Self-join a DataTable to remove duplicates

Hi, I have a task to remove duplicate rows from a DataTable.

If I do it using brute force by comparing one row by every other row it results in a very slow algorithm especially with large data sets.

How do I use self-join on the DataTable to remove duplicate rows very quickly by processing them in bulk?

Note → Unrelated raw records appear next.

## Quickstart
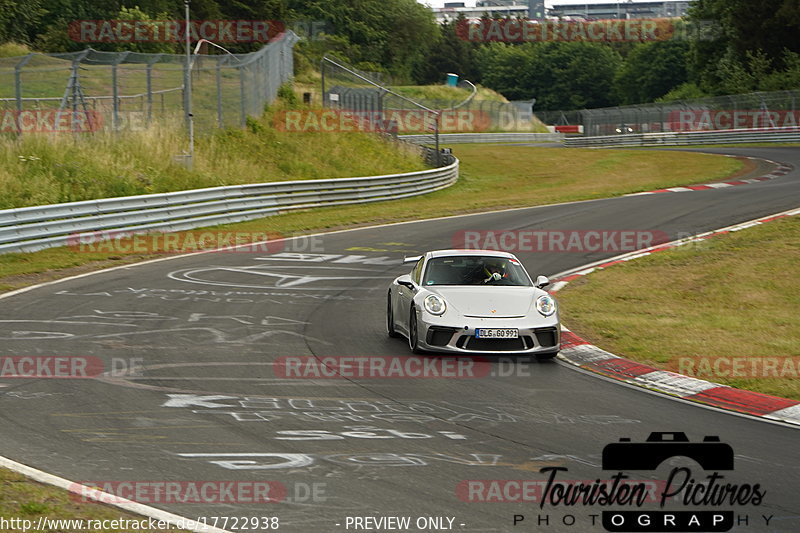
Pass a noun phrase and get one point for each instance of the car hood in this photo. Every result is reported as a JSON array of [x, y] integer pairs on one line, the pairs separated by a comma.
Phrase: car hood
[[489, 302]]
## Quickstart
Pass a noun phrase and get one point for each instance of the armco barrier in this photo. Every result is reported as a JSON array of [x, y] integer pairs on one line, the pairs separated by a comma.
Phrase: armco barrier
[[464, 138], [766, 135], [28, 229]]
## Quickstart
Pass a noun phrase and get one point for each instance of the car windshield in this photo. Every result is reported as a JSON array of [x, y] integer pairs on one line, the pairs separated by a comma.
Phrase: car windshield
[[475, 270]]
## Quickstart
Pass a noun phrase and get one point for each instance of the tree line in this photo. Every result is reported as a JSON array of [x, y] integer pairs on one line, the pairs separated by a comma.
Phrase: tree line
[[754, 47]]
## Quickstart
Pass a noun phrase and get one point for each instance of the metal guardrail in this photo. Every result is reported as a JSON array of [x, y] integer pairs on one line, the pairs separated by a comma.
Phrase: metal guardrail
[[464, 138], [769, 135], [28, 229]]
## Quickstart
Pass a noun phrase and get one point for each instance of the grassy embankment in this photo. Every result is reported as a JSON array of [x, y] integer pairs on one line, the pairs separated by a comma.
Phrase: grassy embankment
[[493, 177], [23, 499]]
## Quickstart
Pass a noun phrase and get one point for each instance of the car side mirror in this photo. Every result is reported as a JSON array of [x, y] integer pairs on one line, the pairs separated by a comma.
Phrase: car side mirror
[[405, 281]]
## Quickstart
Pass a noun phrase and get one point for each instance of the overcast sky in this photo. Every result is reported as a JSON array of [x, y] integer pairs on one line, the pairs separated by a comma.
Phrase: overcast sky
[[547, 3]]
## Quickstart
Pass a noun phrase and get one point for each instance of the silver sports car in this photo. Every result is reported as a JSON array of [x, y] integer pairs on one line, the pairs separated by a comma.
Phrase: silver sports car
[[473, 301]]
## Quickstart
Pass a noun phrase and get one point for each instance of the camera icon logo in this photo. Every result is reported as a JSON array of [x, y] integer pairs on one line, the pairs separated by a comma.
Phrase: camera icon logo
[[711, 454]]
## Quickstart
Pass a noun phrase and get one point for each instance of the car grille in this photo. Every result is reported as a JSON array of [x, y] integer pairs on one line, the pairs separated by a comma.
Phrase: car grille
[[439, 335], [546, 337]]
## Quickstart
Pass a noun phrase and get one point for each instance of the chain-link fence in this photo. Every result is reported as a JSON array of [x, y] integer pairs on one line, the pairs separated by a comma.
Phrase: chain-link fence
[[366, 105], [92, 90], [742, 111]]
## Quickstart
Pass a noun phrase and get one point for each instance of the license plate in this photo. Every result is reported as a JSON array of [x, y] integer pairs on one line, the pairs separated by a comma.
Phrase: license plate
[[495, 333]]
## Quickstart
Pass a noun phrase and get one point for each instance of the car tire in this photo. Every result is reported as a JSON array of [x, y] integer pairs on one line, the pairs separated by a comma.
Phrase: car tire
[[413, 333], [390, 318]]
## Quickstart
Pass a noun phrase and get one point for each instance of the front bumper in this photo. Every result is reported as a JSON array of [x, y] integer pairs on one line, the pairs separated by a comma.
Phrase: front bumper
[[534, 338]]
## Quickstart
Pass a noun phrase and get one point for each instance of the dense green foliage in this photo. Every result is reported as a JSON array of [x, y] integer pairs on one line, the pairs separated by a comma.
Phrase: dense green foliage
[[754, 47]]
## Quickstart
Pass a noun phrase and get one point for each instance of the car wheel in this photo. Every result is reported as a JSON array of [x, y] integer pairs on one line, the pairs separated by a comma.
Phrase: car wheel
[[390, 318], [413, 333], [545, 356]]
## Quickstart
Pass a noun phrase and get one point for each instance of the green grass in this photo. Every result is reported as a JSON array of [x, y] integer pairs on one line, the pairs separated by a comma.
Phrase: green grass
[[731, 296], [45, 169], [445, 92], [492, 177], [23, 499]]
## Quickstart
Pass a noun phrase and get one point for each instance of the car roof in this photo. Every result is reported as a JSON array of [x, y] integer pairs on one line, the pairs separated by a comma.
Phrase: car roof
[[483, 253]]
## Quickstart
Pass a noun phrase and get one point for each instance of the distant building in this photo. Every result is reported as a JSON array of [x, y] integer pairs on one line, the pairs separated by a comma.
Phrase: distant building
[[494, 8], [622, 10], [535, 9]]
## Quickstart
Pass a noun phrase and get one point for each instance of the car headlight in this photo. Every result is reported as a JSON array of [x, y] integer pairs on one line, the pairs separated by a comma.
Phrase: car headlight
[[546, 305], [434, 304]]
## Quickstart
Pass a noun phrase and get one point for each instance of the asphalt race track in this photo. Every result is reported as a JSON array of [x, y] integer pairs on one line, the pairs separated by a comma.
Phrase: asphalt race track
[[195, 396]]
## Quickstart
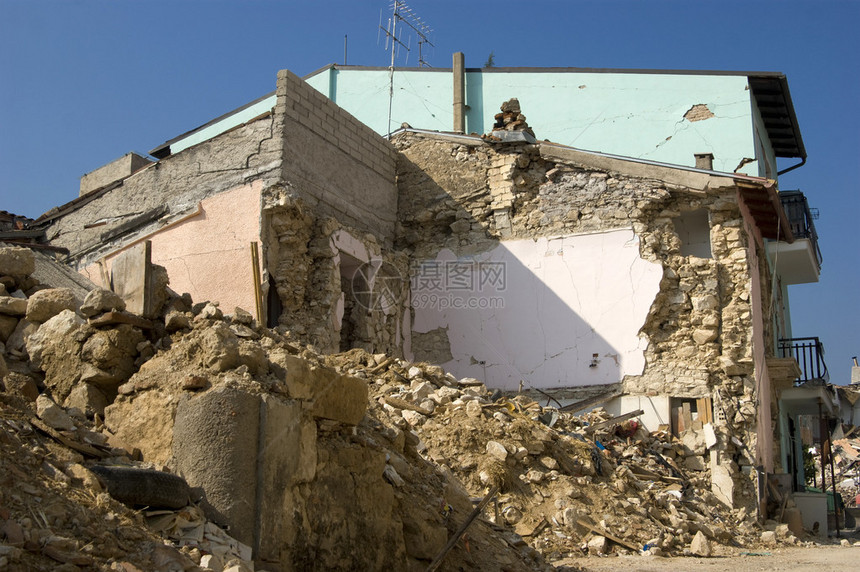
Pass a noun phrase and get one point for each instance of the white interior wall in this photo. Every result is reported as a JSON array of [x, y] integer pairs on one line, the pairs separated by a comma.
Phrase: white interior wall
[[559, 302]]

Input: raw file, contains duplicate rows
Output: Only unique rows

You have an activity for that -

Regards,
Karthik Byggari

How do I specify criteria that determines whether the rows are referring to the same item? I.e. instead of comparing all the fields in a row, specify custom logic as comparison criteria

E.g. 3 out of 5 important fields are the same, first name + last name and last name + first name are the same etc.

@DEATHFISH

correct me if i’m wrong . As per my understanding you have remove duplicate row based col right?

for this use below code
dt.AsEnumerable().GroupBy(Function(x) x(“Column1”)).Select(Function(m) m.First).copytodatatable

i need to remove duplicate rows, where “duplicate row” is defined by multiple custom criteria

Please state where I am supposed to key in these custom criteria/functions, thanks

@DEATHFISH

can you tell me the condition(mean custom criteria condition)? without knowing condition we can’t provide correct solution

Duplicate data row activity only remove duplicate row. here you can’t mention any condition

for your problem we have to create query … for that we need condition (logic)

I’m also interested to know the solution for this as i got similar requirement, please do update me if get a breakthrough.